The first three circuits are applications of the 555 which are not very well known, although the first one does appear in some manufacturers' data sheets.
In Fig.1 it is used in an astable configuration which gives an automatic, and fixed, 50% duty cycle. Simply stated we are reversing the roles of pins 3 and 7. The C charges and discharges through the same R, so the charge and discharge times are the same. Note that this works excellently with the CMOS version but not too well with the bi-polar one.
You can take an output from pin 3 or 7, but a pull-up resistor at pin 7 may, or may not, be necessary depending on what you want to do with the output.
Fig.2 is a variation of Fig. 1. The C now has completely independent charge and discharge paths so the duty cycle can be set to whatever figure is desired, from much less than to much more than 50%, by suitable choice of the two timing Rs. When power is applied to this circuit the C has to initially charge from 0V to 2Vs/3, whereas subsequently it charges from Vs/3. The first output pulse of a series is therefore longer than the following ones.
Fig.3 is another astable configuration.
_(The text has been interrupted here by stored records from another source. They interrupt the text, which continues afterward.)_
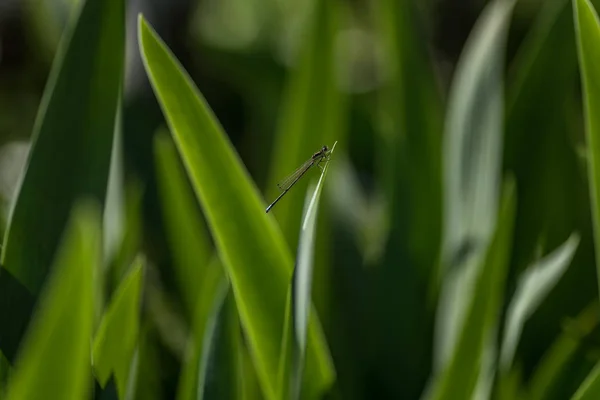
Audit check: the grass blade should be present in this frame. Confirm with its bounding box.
[432,179,516,400]
[266,0,343,248]
[139,17,334,399]
[6,205,102,400]
[177,261,229,400]
[92,259,143,399]
[154,133,213,320]
[279,142,337,399]
[500,234,579,372]
[573,0,600,296]
[2,0,125,293]
[434,0,514,370]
In this variant there are two CR circuits. The one on pins 6 and 7 control the time for which the output is high. That on pin 2 controls the time for which the output is low. As they are totally independent the duty cycle can again be chosen to be any desired figure from very much less than to very much more than 50%. In this arrangement the left-hand C always charges from 0V to 2Vs/3 so the first output pulse is the same length as the subsequent ones.
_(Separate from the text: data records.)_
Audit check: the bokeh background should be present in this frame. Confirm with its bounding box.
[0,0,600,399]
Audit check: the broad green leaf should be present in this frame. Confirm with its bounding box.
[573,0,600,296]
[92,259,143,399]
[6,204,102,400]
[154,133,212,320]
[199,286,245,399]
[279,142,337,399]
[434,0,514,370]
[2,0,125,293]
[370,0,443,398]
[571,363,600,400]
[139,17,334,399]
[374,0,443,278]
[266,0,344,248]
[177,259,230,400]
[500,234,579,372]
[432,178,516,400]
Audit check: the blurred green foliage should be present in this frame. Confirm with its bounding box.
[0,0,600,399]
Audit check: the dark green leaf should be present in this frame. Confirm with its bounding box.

This is another variation which allows adjustment of the duty cycle between 5% and 95% by means of the pot.
(A suggested answer to a forum site question.)
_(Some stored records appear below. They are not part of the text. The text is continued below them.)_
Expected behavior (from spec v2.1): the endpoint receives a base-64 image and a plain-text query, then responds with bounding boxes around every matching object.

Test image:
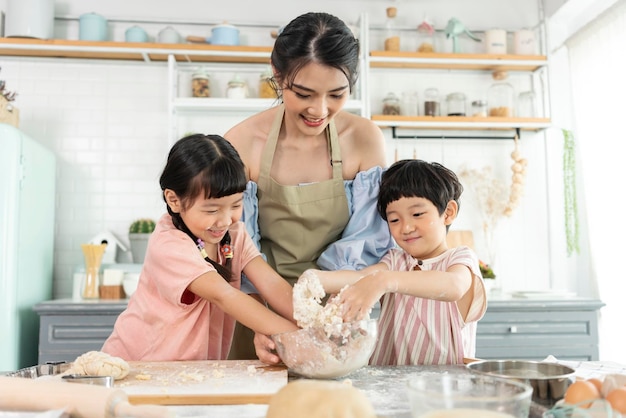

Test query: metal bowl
[272,319,378,379]
[467,360,575,406]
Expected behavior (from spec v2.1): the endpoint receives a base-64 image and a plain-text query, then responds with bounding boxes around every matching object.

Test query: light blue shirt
[241,167,394,293]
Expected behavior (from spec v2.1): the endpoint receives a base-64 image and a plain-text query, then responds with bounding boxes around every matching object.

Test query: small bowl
[272,319,378,379]
[408,373,532,418]
[122,273,139,297]
[467,360,575,406]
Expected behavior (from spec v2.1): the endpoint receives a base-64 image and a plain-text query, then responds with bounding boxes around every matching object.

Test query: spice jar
[385,7,400,51]
[383,93,400,115]
[424,87,439,116]
[400,91,419,116]
[472,100,487,118]
[517,90,537,118]
[487,71,515,118]
[226,74,248,99]
[259,68,278,99]
[446,93,465,116]
[191,70,211,97]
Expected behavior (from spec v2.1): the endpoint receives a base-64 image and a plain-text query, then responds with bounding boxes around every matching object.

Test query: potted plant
[128,218,156,263]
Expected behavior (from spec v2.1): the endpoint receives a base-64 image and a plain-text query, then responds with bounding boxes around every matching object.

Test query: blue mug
[124,26,148,42]
[78,13,108,41]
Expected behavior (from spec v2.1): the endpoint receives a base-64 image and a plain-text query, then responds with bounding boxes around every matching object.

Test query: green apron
[257,106,349,285]
[228,105,349,360]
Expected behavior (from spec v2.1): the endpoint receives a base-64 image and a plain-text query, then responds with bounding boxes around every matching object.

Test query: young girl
[102,135,298,361]
[303,160,487,365]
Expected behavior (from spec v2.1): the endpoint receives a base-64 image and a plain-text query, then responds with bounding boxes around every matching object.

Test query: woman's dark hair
[271,12,359,91]
[159,134,247,281]
[377,160,463,229]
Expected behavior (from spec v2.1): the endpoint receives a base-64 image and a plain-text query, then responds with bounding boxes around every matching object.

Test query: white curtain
[554,1,626,364]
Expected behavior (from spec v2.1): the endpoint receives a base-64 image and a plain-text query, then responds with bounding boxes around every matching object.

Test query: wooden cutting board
[115,360,287,405]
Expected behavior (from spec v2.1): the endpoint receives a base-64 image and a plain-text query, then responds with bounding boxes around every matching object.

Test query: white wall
[0,0,578,304]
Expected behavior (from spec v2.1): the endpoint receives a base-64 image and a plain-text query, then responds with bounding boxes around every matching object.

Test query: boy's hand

At switch-on, if the doors are closed (and the switches open), it will give an output for around 15 seconds, determined by the CR on pins 6 & 7. If any door is open at switch-on it won't give an output until the last door is closed. Any subsequent closings (of the last door) will produce further outputs. But note that if a door is opened before the end of the 15 seconds the output will switch off because pin 4 will be grounded.
A variation of this (below) is posted for Alex (30th May 2003) in reply to his question on ezboard projects.
With the door, and therefore switch, closed the chip is held in its reset state. when the switch opens the reset is released and the chip is triggered (because there's initially no charge on the 0.1uF so pin 2 is at 0V).
You can adjust the values of the timing C and R to give the period of your choice.
A frequently encountered problem with the monostable configuration
is that it will often produce an unwanted output when the power is applied. This can be overcome by connecting a C from pin 4 to 0V and connecting
pin 4 to the positive supply through a resistor.
This holds the chip briefly in the reset condition until the C has charged up.
This next circuit is a 5 second monostable posted here on 1st June 2003 for jeffm who asked a question on ezboard projects
The transistor on the trigger pin inverts a positive-going input to trigger the mono. The relay will be energised for 5 seconds.
If you want the relay to be normally energised but de-energised for 5 seconds wire it as shown to the right.